Regulation of type I collagen fibril assembly by link protein and proteoglycans

Abstract

Link protein, a glycoprotein, that is present both in cartilaginous and non-cartilaginous tissues, has previously been shown to bind to collagen and to proteoglycan. Here, we have examined the effects of link protein and proteoglycans, both alone and in combination, on the assembly of type I collagen fibrils in vitro. Link protein alone had no effect on the kinetics of fibril formation or on the size of the fibrils.

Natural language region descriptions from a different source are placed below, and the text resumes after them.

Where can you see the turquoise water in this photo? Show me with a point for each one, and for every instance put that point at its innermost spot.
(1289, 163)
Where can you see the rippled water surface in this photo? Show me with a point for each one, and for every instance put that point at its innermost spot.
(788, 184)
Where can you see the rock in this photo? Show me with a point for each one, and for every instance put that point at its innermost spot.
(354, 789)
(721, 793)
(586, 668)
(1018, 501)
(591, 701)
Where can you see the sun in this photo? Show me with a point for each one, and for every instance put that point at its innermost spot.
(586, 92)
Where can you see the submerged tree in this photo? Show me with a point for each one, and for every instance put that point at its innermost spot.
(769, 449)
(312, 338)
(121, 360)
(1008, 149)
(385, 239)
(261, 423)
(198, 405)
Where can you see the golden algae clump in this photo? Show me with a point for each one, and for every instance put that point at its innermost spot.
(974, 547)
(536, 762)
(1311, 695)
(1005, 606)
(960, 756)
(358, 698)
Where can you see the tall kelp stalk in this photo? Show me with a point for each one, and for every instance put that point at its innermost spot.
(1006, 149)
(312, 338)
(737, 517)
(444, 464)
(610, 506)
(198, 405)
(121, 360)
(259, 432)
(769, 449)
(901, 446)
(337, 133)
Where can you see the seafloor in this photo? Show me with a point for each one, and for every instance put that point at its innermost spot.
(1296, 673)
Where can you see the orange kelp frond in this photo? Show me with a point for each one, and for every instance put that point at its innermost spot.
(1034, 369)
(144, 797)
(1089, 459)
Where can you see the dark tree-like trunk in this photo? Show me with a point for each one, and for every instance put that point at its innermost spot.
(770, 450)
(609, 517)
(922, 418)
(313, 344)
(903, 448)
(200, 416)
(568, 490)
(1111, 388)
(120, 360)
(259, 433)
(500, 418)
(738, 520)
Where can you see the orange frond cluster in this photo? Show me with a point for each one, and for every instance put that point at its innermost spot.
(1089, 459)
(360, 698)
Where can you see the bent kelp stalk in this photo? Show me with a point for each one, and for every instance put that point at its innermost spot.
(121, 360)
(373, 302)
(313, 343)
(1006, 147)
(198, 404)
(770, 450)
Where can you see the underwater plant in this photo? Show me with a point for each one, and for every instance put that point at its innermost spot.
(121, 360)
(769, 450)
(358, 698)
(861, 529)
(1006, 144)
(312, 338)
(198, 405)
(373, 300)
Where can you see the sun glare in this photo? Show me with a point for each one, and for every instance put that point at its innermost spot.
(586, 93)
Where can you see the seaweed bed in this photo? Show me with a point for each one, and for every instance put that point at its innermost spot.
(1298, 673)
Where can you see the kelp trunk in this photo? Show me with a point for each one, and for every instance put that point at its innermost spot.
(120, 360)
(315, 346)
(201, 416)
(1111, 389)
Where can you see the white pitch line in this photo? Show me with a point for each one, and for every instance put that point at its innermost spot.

Link protein, however, modulated the effects of various proteoglycans including those from bone, cartilage, cornea and sclera. Link protein had the most significant effect on fibril assembly in the presence of the low molecular weight bone proteoglycan. Although the bone proteoglycan alone had no effect on fibril formation, the fibrils were wider in the presence of link protein and proteoglycan. Cartilage proteoglycan alone increased the extent of fibril formation and the resultant fibrils were wider in diameter with a complement of incompletely assembled fibrils. In the presence of both link protein and cartilage proteoglycan, the fibrils were fully formed with the characteristic banding pattern. Further, corneal and scleral proteoglycans alone decreased the extent of fibril formation and the width of the fibrils was either unaltered or slightly decreased in the presence of the link protein. Our results indicate that both link protein and tissue-specific proteoglycans may regulate the organization of collagen fibrils in tissues.